Drôle d'oiseau que ce Serge. Un grand sec au sourire placide. Au regard triste, mais pas malheureux. Au timbre apaisant, mais monocorde. À la démarche lente, mais aux mouvements savamment calculés. Bref, le symbole de la parfaite maîtrise de soi ou de la suprême nonchalance.

Sur scène, une table de ping-pong est couverte d'objets divers, dont une voiture et un hélicoptère téléguidables, des lassos fluorescents, etc. Dès le départ, Serge nous renseigne sur ses spectacles d'une minute qu'il présente tous les dimanches «à 18h» dans son appartement.

Le Français Philippe Quesne, qui a créé et mis en scène ce spectacle à la fois étrange et ludique, parvient à nous imposer le rythme alangui de Serge. Nous fait entrer dans sa vie, son imaginaire; nous fait ressentir aussi sa solitude, ces longs moments de silence qui ponctuent son quotidien. On en oublie tous nos soucis!

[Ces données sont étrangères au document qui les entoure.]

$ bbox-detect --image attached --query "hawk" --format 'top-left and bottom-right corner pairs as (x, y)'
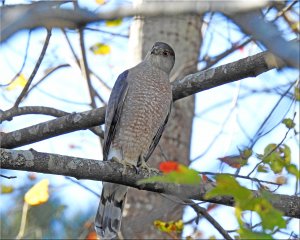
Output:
(95, 42), (175, 239)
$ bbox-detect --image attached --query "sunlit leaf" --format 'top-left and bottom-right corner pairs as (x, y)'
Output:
(205, 174), (253, 208)
(105, 18), (123, 27)
(90, 43), (111, 55)
(138, 164), (201, 185)
(5, 73), (27, 91)
(286, 164), (300, 179)
(1, 184), (14, 194)
(257, 165), (268, 172)
(24, 179), (49, 206)
(279, 144), (291, 164)
(153, 220), (184, 233)
(282, 118), (296, 129)
(239, 148), (253, 160)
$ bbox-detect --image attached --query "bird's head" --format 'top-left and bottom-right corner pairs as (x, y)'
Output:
(146, 42), (175, 74)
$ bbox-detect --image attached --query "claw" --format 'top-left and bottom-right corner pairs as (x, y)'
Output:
(137, 157), (159, 175)
(111, 157), (138, 175)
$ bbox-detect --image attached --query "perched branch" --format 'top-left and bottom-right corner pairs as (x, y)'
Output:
(1, 52), (284, 148)
(0, 148), (300, 218)
(0, 107), (105, 148)
(0, 0), (268, 42)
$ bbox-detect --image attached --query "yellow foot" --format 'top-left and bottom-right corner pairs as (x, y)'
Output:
(111, 157), (136, 175)
(137, 160), (159, 175)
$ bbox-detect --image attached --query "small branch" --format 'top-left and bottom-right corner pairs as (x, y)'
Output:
(185, 200), (232, 239)
(231, 11), (300, 68)
(0, 107), (105, 148)
(13, 29), (51, 108)
(199, 172), (282, 186)
(0, 148), (300, 218)
(0, 174), (17, 179)
(1, 49), (284, 148)
(79, 28), (97, 108)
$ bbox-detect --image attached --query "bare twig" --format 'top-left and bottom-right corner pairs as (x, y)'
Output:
(1, 49), (283, 148)
(13, 29), (51, 108)
(79, 28), (97, 108)
(0, 0), (268, 42)
(231, 11), (300, 68)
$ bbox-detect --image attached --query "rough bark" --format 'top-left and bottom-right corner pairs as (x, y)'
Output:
(0, 148), (300, 218)
(122, 15), (201, 239)
(0, 51), (285, 148)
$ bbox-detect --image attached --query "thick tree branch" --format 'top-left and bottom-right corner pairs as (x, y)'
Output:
(0, 148), (300, 218)
(0, 52), (284, 148)
(0, 0), (268, 42)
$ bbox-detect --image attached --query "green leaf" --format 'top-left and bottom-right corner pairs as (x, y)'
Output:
(282, 118), (296, 129)
(286, 164), (300, 179)
(257, 164), (268, 172)
(138, 164), (201, 185)
(279, 144), (291, 164)
(238, 228), (273, 239)
(262, 143), (284, 173)
(205, 174), (253, 208)
(252, 197), (286, 230)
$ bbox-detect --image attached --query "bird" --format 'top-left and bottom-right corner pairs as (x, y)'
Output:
(95, 42), (175, 239)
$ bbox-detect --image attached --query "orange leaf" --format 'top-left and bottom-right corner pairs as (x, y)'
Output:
(24, 179), (49, 206)
(159, 161), (179, 173)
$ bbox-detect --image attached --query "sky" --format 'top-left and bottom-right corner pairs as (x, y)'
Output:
(0, 0), (299, 237)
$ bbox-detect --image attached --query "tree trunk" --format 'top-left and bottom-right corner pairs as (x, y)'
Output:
(121, 10), (202, 239)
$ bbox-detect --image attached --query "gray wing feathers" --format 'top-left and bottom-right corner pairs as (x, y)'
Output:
(95, 183), (128, 239)
(144, 101), (172, 162)
(103, 70), (128, 161)
(95, 70), (128, 239)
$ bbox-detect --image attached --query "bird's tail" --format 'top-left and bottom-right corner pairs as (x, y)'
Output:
(95, 183), (128, 239)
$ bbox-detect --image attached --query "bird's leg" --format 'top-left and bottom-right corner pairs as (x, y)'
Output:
(137, 156), (159, 174)
(111, 157), (136, 175)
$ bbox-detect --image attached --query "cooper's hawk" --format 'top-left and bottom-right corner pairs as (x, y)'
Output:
(95, 42), (175, 239)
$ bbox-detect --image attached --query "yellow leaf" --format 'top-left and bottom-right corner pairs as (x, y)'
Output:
(24, 179), (49, 206)
(95, 0), (105, 5)
(90, 43), (111, 55)
(105, 18), (123, 27)
(1, 184), (14, 193)
(5, 73), (27, 91)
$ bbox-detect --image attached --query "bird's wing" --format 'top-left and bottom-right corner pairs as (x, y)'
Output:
(103, 70), (128, 161)
(144, 101), (172, 162)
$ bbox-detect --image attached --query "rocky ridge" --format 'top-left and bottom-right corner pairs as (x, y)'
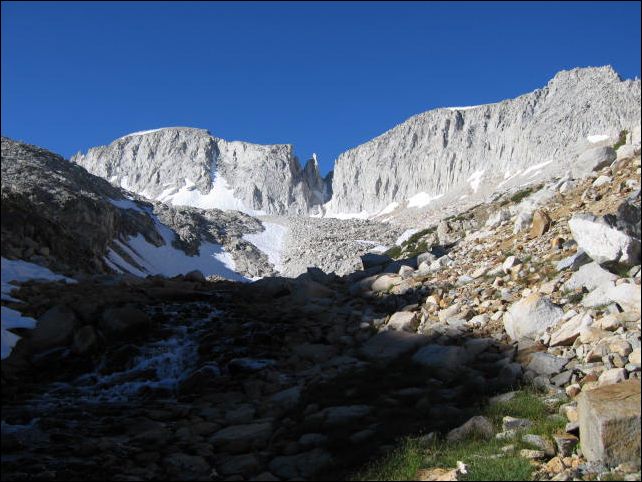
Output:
(327, 67), (640, 218)
(71, 127), (326, 214)
(2, 137), (274, 277)
(2, 137), (641, 480)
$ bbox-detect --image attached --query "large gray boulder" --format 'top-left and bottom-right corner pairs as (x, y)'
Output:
(503, 293), (564, 344)
(577, 380), (640, 467)
(568, 214), (640, 266)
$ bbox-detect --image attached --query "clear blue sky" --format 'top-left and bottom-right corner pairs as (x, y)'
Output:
(2, 2), (640, 173)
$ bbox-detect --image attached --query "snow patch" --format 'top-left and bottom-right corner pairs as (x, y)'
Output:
(323, 211), (371, 219)
(522, 159), (553, 176)
(243, 221), (288, 271)
(119, 127), (175, 139)
(408, 192), (443, 208)
(377, 202), (399, 216)
(108, 199), (147, 214)
(103, 208), (247, 281)
(468, 169), (484, 192)
(586, 134), (609, 144)
(444, 104), (483, 110)
(157, 175), (266, 216)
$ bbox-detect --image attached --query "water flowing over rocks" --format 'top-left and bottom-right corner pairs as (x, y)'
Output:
(0, 69), (642, 480)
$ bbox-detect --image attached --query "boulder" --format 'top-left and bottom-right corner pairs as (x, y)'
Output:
(597, 368), (628, 387)
(209, 422), (272, 454)
(564, 262), (618, 291)
(292, 343), (337, 363)
(309, 405), (372, 428)
(549, 312), (593, 346)
(71, 325), (98, 355)
(29, 305), (76, 352)
(503, 293), (564, 343)
(184, 269), (206, 283)
(529, 209), (551, 238)
(412, 345), (471, 380)
(615, 144), (640, 161)
(577, 380), (640, 467)
(527, 352), (568, 376)
(417, 252), (437, 266)
(163, 453), (211, 480)
(568, 214), (640, 266)
(99, 306), (152, 336)
(361, 253), (392, 270)
(592, 176), (613, 187)
(269, 448), (333, 480)
(387, 311), (419, 333)
(555, 249), (591, 271)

Ses rencontres hebdomadaires sont de curieux rituels où il accueille un invité et lui présente son spectacle. «Effet roulant sur une musique de Handel». «Effet lumineux sur la musique de Wagner», etc. Chaque fois, c'est l'occasion pour notre Serge de partager ses lubies dérisoires et son penchant pour les effets spéciaux.

Parmi les invités, des acteurs amateurs locaux côtoient les membres du collectif Vivarium. Excellente idée. Ces braves figurants n'ont eu droit qu'à une toute petite répétition avant la première de jeudi. Mais on aurait quand même aimé les voir improviser un peu plus avec Serge. Ils m'ont semblé bien sages.

La mise en scène révèle habilement toutes les petites habitudes et les manies de Serge, qu'on devine célibataire. À l'arrière-scène, des portes coulissantes de jardin mènent à un chemin, par où vont et viennent ses «amis». Cet espace de jeu, très intéressant, est une belle fenêtre sur le monde extérieur.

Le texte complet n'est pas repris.